コインチェックの「ドア・イン・ザ・フェイス」に騙されるな!

これはお得だな!
⇒コインチェックNEM流出事件の補償金は本当に払われるのか?
の記事でコインチェックの補償が正常に行われるのか懸念を示しましたが、思った以上にあっさり補償金が支払われました。
補償金額は1XEMあたり88.549円で、3月12日に実施。
課税対象になるかは不明ですが、2018年に発生した事実をベースに支払うため、2017年分の確定申告には影響しないとのこと。

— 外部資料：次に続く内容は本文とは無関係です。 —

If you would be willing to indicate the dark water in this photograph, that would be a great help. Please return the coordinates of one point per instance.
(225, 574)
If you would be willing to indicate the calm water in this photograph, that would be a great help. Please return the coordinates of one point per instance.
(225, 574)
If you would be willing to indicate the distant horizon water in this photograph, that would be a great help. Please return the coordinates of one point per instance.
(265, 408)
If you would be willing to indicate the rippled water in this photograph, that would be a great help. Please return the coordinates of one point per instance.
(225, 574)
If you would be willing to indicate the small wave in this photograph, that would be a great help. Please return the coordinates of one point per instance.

三好と前田・・・じゃなかった、和田社長と大塚雄介COOは筋を通したようです。
みんなのクレジットが返金したのは、集めたお金の3%。
コインチェックはなんと80%も返しています。
流石コインチェック。
なんて素晴らしい対応でしょうか。
猫賢者もみんクレじゃなくて、コインチェックでネムを買えばよかった。
・・・なんて言うと思ったか!

仮に貴方の銀行預金が100万円あったとして、そのうちの20万円が盗まれたとしたらどうでしょうか?

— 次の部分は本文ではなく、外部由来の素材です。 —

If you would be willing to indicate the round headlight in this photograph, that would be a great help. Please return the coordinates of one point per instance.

「80万円残っていて良かったザマス!盗まれた20万円なんてどうでもいいザマス!」
ということで一件落着になるでしょうか?
明らかにおかしい話なのですが、どういうわけかこれを喜ぶ人がいます。
コインチェックは盗難時のNEM価格で補償をしていないので、顧客資産は当時より減っています。
また、長時間資産を拘束していたため、顧客に機会損失を与えています。
さらに取引が再開した仮想通貨も一部だけで、リスク(LISK)、ファクトム(FCT)、オーガー(REP)、モネロ(XMR)、ダッシュ(DASH)、ジーキャッシュ(ZEC)といった匿名性の高い通貨は今も凍結されたままです。
そもそもネムを盗んだ犯人すら特定されていないのに、8割を払って決着というのは、いくら何でも無理があります。
世間がコインチェックを非難しないのは補償されるNEMのレートが現在の価格より高いのもありますが、ドア・イン・ザ・フェイスという心理効果が働いているからだと思います。
ドアインザフェイスというのは、最初に断られる前提で大きな要求をして、その後で本当の目的である小さな要求をするというテクニックです。
例えば彼氏に「1万円分のバック」を買ってもらいたい彼女がいたとしましょう。
いきなり1万円のバッグをねだっても、断られる可能性が高い。
そこで、あえて隣にある「10万円のバッグ」をねだります。
当然断られますが、彼氏に「要求を断った」という負い目を作れればOKです。
すかさず狙っていた1万円のバッグを提示すれば、あっさり買ってもらえる可能性が高いでしょう。
彼氏にとって1万円のバッグは安いわけではないが、10万円からすれば9万円もお得。
相手の要求に応えつつ9万円も出費を減らせるのだから、まさにwin-winです。
いや、客観的に見れば彼氏の一人負けですけどね。

コインチェックのネムはほぼ全額盗まれたのだから、顧客の口座も0XEM。
それ以外の暗号通貨や現金も出金不能になったので、全財産を失ったと考えた人が多いはず。
その状態で80%とはいえ補償が行われたら、和田社長が天使に見えるかもしれません。
しかし、それは「素行の悪い不良がたまに良いことをしたら注目される」ような美談であって、彼等が顧客のために最善を尽くしてくれたわけではありません。
そもそも補償金がどこから来たのかを考えると、とても喜べる事態ではないでしょう。
80%というのは心理的に大きく感じられる数字ですが、本来の資産である100%に比べれば20%少ないのは変わらない。
これが80%ではなく50%であったら、印象は全然違ったでしょうね。
みんなのクレジットもたった3%だけど、返金を行いました。
少しでも戻ってきてよかったと自分を慰めたくなりますが、そういう気持ちを利用して諦めさせる手口があることを忘れてはいけません。
彼等にとっては何%の返金だろうと、「ゼロよりマシ」と思わせればいいんですから。
ちなみに補償金で買い戻す人が多いのか、補償後にネムの価格が急上昇を見せています。
実質的に88.549円で売ってくれたものを40円台で買い戻せるということで、ここぞとばかりに買っているのでしょう。
盗難のあったコインチェックを再び利用するのはどうかと思いますが、過去のレートに回復するのを期待して他の会社(Zaifとか)でNEMを持っておくのはアリかもしれませんね。
今後集団訴訟を控え、業者としての正式登録が難しくなっても、コインチェックはまだ再起を諦めていないようです。
投資家も今回の補償金を元手に、次の投資に向かっているようです。
転んでもタダで起きないその根性だけは、見習うべきかもしれません。